Divide your workload into three types: hard work, client time, and light work. Obviously not all work is created equal, so by focusing on each of the three individually, you can get the most out of each one and get through each part of your day quicker.

Hard Work

This is the longest, hardest, and often most important work that you have to handle. Tough project? A report or presentation that’s going to take a lot of time? The best way to get a handle on the hardest or most time-consuming parts of your job is to get them out of your way as soon as possible instead of having the stress, worry, and overwhelming thoughts leaking over into the rest of your day.

At the beginning of your day, you are as sharp as you’ll be all day, don’t have a ton of stuff on your mind that compiled over the course of the day, and (hopefully) aren’t yet being constantly distracted. Use this time as your most effective work time and use it to focus on the tough, overwhelming, or very important tasks – the ones you don’t want to do or would rather put off.
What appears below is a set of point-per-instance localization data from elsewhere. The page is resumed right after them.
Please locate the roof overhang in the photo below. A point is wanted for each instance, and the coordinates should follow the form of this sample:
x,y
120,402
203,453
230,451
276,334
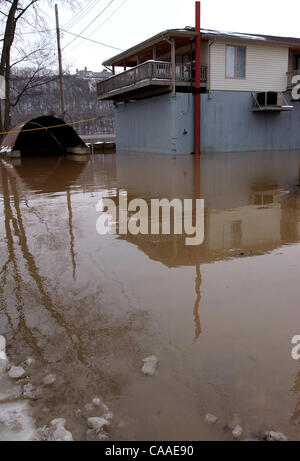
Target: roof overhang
x,y
144,50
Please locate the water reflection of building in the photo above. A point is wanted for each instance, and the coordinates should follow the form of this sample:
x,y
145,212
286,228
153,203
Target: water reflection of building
x,y
248,207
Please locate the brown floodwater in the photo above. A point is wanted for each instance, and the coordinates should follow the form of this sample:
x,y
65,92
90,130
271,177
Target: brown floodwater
x,y
219,317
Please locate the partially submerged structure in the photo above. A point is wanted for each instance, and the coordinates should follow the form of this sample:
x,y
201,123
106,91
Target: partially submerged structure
x,y
42,136
244,83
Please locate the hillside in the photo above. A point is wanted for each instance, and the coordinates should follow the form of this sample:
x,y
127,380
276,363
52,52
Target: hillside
x,y
80,99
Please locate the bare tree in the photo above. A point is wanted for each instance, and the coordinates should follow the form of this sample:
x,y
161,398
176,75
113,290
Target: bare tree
x,y
20,18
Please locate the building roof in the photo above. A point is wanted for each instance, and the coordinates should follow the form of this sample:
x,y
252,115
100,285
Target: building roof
x,y
183,37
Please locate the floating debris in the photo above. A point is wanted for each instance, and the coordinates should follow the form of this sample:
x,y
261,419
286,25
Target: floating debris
x,y
16,372
150,366
211,419
61,434
236,421
49,380
98,424
237,432
29,361
271,436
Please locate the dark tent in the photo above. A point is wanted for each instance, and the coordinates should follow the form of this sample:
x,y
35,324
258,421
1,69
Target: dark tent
x,y
44,135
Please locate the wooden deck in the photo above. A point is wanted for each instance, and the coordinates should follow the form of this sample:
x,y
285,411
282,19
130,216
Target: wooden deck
x,y
150,76
290,76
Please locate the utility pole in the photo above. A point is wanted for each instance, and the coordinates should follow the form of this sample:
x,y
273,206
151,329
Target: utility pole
x,y
61,83
197,96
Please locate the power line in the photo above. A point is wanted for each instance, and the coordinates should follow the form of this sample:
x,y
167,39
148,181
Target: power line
x,y
106,20
92,22
86,10
100,25
90,40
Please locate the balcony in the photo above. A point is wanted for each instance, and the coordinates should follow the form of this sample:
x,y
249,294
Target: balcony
x,y
149,78
290,76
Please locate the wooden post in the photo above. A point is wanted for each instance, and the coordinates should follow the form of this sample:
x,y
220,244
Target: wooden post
x,y
62,96
197,96
173,60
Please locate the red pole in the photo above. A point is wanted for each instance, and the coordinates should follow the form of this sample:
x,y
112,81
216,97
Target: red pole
x,y
197,96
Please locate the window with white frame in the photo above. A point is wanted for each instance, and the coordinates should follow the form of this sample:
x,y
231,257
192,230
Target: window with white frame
x,y
235,61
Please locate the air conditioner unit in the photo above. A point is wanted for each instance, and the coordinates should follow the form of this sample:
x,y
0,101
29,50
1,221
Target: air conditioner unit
x,y
269,98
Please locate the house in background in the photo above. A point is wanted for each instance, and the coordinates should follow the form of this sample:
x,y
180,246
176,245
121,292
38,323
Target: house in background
x,y
246,101
85,73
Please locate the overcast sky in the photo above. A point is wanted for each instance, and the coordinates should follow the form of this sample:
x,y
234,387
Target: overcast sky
x,y
125,23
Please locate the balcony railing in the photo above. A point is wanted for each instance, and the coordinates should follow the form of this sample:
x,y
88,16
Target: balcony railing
x,y
290,76
159,72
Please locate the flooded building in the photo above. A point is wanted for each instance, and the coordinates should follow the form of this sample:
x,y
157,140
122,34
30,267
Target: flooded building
x,y
245,92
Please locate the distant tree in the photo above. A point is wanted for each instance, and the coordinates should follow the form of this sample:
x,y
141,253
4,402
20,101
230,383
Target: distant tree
x,y
24,43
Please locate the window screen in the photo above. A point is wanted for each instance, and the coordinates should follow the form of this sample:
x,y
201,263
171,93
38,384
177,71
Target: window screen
x,y
235,61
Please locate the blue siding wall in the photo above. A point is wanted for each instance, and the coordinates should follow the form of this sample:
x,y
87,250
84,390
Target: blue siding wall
x,y
164,124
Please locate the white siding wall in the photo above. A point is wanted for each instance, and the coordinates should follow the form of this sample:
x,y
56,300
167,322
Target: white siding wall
x,y
266,67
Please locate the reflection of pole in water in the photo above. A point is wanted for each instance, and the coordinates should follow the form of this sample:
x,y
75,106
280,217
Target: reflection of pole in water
x,y
20,232
295,418
197,252
71,233
197,303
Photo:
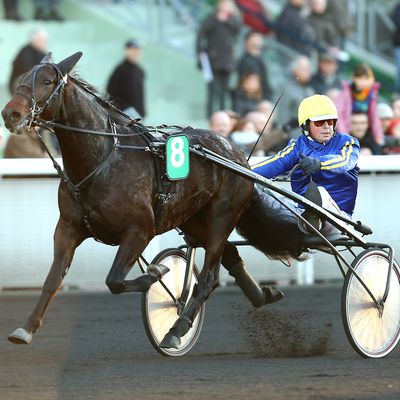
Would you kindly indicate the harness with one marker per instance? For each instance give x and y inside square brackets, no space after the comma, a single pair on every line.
[153,136]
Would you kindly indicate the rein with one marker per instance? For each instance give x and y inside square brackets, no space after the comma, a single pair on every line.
[33,117]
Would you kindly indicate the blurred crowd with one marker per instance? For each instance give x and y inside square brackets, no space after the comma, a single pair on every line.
[44,10]
[241,90]
[316,31]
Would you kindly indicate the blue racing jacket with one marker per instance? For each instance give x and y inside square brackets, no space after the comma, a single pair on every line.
[338,173]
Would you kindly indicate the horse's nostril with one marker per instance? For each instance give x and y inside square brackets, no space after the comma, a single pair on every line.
[15,115]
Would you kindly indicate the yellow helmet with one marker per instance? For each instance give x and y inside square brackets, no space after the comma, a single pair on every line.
[316,108]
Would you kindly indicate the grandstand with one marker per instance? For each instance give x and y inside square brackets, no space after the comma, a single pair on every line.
[176,94]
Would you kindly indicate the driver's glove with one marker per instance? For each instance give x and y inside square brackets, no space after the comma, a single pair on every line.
[310,165]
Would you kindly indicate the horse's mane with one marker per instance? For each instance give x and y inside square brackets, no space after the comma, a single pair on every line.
[106,103]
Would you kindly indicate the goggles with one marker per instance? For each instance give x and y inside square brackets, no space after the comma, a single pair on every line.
[330,122]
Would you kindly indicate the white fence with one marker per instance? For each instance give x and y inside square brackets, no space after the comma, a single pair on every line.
[28,215]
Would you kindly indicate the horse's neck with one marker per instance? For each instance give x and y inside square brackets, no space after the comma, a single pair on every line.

And turn off the phone and email alerts while you’re working!

Client Time

This is your appointment block. Outside of emergencies or extraordinary circumstances, allow clients to schedule appointments only during this time. Depending on how many appointments you make, this can take up half your day or just a couple of hours. It’s best to have client time after your hard work time, unless your time with clients is your hard work or you have to see clients first thing in the morning.

This can be a tough one because clients will often have time constraints, or if you’ve put client time on your calendar well in advance, they may have to wait a bit longer than usual. But its important to remember that the goal of this is to serve your clients better by focusing more on them and not being overwhelmed by a plethora of different thoughts, tasks, and issues.

Light Work

Leave the stuff that doesn’t require a ton of willpower for the end of your day. Paperwork, follow up calls, re-ordering, tackling email overload, etc. are usually not tasks that require immediate attention and aren’t difficult or stressful, so you shouldn’t have a procrastination problem as you would with larger tasks.